LA POESIA È COME LA VITA E COME L’AMORE. IL NATALE CON GOFFREDO PARISE AL CIRCOLO DEI LETTORI
goffredo parise fotografia bianco nero
18 dicembre 2016

Non è la prima volta che succede. Al Circolo dei lettori, quest’anno, di mercoledì, un gruppo di lettori si è ritrovato in compagnia di Davide Ferraris, il libraio della mitica Libreria Therese di Corso Belgio. E un libraio è uno che sì vende i libri, ma non solo, il librario è uno che racconta le storie, che ri-racconta le storie dei libri che lo circondano, e da Therese ce ne sono davvero tanti. E Davide lo sa fare molto bene. Chiedergli un consiglio equivale a tuffarsi in un mondo, quello del romanzo che lui prende dallo scaffale perché pensa sia giusto per te.

Davide Ferraris ha raccontato storie nei teatri, nelle case, sulle spiagge, in mezzo alle piazze, non solo nella sua libreria. E al Circolo dei lettori ha insegnato come si fa al gruppo di lettori. Che libro ha scelto per loro? Ha scelto I Sillabari di Goffredo Parise. Un libro magnifico di poesia in prosa.

Prima hanno parlato molto, poi hanno letto molto, per regalare un’esistenza nuova ai luoghi del libro e altri sentimenti ai personaggi, e mercoledì 21 dicembre ore 21 al Circolo dei lettori, ri-racconteranno I Sillabari, in una festa aperta a tutti.
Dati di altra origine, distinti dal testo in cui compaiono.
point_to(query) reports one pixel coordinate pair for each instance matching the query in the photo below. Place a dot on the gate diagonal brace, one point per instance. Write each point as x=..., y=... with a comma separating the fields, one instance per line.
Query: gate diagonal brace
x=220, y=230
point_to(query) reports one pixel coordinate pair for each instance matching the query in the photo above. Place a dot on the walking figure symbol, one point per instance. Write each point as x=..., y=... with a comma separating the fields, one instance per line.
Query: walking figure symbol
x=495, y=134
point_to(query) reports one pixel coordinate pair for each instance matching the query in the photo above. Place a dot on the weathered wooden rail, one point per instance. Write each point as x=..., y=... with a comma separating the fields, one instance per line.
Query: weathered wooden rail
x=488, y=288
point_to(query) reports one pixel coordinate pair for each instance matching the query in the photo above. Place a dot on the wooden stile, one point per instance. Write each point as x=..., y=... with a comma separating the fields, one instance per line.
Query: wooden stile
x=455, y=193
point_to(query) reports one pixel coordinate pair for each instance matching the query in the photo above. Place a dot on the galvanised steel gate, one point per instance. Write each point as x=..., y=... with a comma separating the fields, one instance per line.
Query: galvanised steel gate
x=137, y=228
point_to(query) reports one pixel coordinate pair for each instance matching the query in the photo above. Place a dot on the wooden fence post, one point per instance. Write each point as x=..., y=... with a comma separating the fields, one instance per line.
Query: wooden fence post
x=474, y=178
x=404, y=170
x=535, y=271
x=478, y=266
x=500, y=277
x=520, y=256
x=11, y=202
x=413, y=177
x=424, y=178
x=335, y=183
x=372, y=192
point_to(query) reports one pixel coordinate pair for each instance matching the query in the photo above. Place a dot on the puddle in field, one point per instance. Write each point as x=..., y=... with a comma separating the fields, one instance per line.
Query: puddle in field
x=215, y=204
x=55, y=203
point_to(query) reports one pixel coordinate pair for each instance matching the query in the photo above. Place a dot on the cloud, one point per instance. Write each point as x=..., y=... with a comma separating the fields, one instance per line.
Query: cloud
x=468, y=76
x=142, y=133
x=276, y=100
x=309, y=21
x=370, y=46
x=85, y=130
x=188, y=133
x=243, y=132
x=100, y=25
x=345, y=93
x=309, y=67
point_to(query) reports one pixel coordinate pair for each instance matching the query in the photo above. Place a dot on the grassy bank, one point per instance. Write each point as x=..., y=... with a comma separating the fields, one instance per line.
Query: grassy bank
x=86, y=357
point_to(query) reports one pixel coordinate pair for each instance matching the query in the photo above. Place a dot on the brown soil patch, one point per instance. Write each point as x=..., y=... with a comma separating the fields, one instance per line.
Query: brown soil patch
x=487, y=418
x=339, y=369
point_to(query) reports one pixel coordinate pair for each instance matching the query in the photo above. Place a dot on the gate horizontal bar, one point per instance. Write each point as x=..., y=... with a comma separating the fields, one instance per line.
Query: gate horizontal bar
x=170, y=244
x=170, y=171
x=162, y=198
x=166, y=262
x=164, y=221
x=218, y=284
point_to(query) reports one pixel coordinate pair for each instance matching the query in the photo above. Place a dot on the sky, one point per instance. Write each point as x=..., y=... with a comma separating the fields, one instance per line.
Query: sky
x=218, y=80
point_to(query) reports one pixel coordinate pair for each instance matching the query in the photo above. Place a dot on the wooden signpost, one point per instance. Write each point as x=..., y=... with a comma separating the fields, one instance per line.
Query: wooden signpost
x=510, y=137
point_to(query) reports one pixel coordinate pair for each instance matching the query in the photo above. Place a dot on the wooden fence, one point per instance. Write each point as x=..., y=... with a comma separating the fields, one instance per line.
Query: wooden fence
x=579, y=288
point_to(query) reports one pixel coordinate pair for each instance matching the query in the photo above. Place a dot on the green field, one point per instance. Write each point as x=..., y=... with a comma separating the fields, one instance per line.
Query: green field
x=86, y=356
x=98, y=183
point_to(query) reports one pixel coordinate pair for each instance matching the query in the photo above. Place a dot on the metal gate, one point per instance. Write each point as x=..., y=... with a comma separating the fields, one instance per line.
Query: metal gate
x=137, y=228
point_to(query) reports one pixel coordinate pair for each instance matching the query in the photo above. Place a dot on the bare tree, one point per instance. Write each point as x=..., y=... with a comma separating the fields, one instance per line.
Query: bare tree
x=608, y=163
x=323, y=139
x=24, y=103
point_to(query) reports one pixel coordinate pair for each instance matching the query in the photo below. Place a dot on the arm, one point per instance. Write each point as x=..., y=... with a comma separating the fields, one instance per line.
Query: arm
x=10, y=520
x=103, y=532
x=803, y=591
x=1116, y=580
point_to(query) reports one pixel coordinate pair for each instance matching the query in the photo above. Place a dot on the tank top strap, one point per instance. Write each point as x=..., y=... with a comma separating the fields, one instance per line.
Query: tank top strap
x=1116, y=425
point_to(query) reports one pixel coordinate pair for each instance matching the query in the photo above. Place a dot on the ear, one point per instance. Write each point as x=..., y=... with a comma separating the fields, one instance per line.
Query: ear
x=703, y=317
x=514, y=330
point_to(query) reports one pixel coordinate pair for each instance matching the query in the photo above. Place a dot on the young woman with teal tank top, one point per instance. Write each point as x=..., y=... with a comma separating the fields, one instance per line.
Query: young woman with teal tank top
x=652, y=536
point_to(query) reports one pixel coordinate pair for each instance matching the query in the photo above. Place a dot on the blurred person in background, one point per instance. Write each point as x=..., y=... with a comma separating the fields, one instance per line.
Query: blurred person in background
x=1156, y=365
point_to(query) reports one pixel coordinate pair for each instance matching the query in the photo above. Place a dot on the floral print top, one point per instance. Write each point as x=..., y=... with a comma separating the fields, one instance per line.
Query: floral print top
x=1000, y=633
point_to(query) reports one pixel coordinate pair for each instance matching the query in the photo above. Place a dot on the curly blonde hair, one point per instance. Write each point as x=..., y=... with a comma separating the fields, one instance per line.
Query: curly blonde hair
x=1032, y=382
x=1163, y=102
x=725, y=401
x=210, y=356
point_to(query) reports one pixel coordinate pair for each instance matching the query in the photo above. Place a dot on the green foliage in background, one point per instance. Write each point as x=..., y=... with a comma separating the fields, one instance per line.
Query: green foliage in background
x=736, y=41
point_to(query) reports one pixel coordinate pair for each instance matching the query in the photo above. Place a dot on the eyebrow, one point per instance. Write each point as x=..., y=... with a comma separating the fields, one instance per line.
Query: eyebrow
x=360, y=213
Al Circolo ci faremo gli auguri con i nostri lettori, tra le storie, con Goffredo Parise.

Come i sillabari dell’infanzia, in cui le parole sono associate a una semplicissima definizione, l’erba è verde per esempio, così nei suoi Sillabari, Parise racconta episodi minimi, usando solo le parole necessarie e così facendo produce meraviglia e bellezza. Il materiale narrativo di Parise è la vita stessa. Leggendo questo libro è come vedere apparire la vita, la vita appare, eccola lì.
E appare nelle fulminanti descrizioni dei sentimenti umani, quali:

Affetto Allegria Altri Amicizia Amore Anima Antipatia
Bacio Bambino Bellezza Bontà
Caccia Carezza Casa Cinema Cuore
Dolcezza Donna
Eleganza Estate Età
Fame Famiglia Fascino Felicità
Gioventù Grazia Guerra
Hotel
Ingenuità Italia
Lavoro Libertà
Madre Malinconia Mare Matrimonio Mistero
Noia Nostalgia
Odio Ozio
Paternità Patria Paura Pazienza Poesia Povertà Primavera
Ricordo Roma
Sesso Simpatia Sogno Solitudine

Ha detto Parise: Dodici anni fa giurai a me stesso, preso dalla mano della poesia, di scrivere tanti racconti sui sentimenti umani, così labili, partendo dalla A e arrivando alla lettera Z. Ma alla lettera S, nonostante i programmi, la poesia mi ha abbandonato. E a questa lettera ho dovuto fermarmi. La poesia va e viene, vive e muore quando vuole lei, non quando vogliamo noi, e non ha discendenti. Mi dispiace ma è così. Un poco come la vita, soprattutto come l’amore.

Ci vediamo al Circolo dei lettori mercoledì 21 dicembre. Tutti i lettori sono invitati a partecipare alla festa, con Davide Ferraris e i suoi raccontatori di storie, con Goffredo Parise e i suoi Sillabari.